My question is about preprocessing csv files before inputing them into a neural network.
I want to build a deep neural network for the famous iris dataset using tflearn in python 3.
Dataset: http://archive.ics.uci.edu/ml/machine-learning-databases/iris/iris.data
I'm using tflearn to load the csv file. However, the classes column of my data set has words such as iris-setosa, iris-versicolor, iris-virginica.
Nueral networks work only with numbers. So, I have to find a way to change the classes from words to numbers. Since it is a very small dataset, I can do it manually using Excel/text editor. I manually assigned numbers for different classes.
But, I can't possibly do it for every dataset I work with. So, I tried using pandas to perform one hot encoding.
preprocess_data = pd.read_csv("F:\Gautam\.....\Dataset\iris_data.csv")
preprocess_data = pd.get_dummies(preprocess_data)
But now, I can't use this piece of code:
data, labels = load_csv('filepath', categorical_labels=True,
n_classes=3)
'filepath' should only be a directory to the csv file, not any variable like preprocess_data.
Original Dataset:
Sepal Length Sepal Width Petal Length Petal Width Class
89 5.5 2.5 4.0 1.3 iris-versicolor
85 6.0 3.4 4.5 1.6 iris-versicolor
31 5.4 3.4 1.5 0.4 iris-setosa
52 6.9 3.1 4.9 1.5 iris-versicolor
111 6.4 2.7 5.3 1.9 iris-virginica
Manually modified dataset:
Sepal Length Sepal Width Petal Length Petal Width Class
89 5.5 2.5 4.0 1.3 1
85 6.0 3.4 4.5 1.6 1
31 5.4 3.4 1.5 0.4 0
52 6.9 3.1 4.9 1.5 1
111 6.4 2.7 5.3 1.9 2
Here's my code which runs perfectly, but, I have modified the dataset manually.
import numpy as np
import pandas as pd
import tflearn
from tflearn.layers.core import input_data, fully_connected
from tflearn.layers.estimator import regression
from tflearn.data_utils import load_csv
data_source = 'F:\Gautam\.....\Dataset\iris_data.csv'
data, labels = load_csv(data_source, categorical_labels=True,
n_classes=3)
network = input_data(shape=[None, 4], name='InputLayer')
network = fully_connected(network, 9, activation='sigmoid', name='Hidden_Layer_1')
network = fully_connected(network, 3, activation='softmax', name='Output_Layer')

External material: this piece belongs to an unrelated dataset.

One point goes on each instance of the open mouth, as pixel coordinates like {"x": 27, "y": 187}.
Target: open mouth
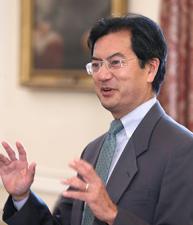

network = regression(network, batch_size=1, optimizer='sgd', learning_rate=0.2)
model = tflearn.DNN(network)
model.fit(data, labels, show_metric=True, run_id='iris_dataset', validation_set=0.1, n_epoch=2000)
I want to know if there's any other built-in function in tflearn (or in any other module, for that matter) that I can use to modify the value of my classes from words to numbers. I don't think manually modifying the datasets would be productive.
I'm a beginner in tflearn and neural networks also. Any help would be appreciated. Thanks.
Use label encoder from sklearn library:
from sklearn.preprocessing import LabelEncoder,OneHotEncoder
df = pd.read_csv('iris_data.csv',header=None)
df.columns=[Sepal Length,Sepal Width,Petal Length,Petal Width,Class]
enc=LabelEncoder()
df['Class']=enc.fit_transform(df['Class'])
print df.head(5)
if you want One-hot encoding then first you need to labelEncode then do OneHotEncoding :
enc=LabelEncoder()
enc_1=OneHotEncoder()
df['Class']=enc.fit_transform(df['Class'])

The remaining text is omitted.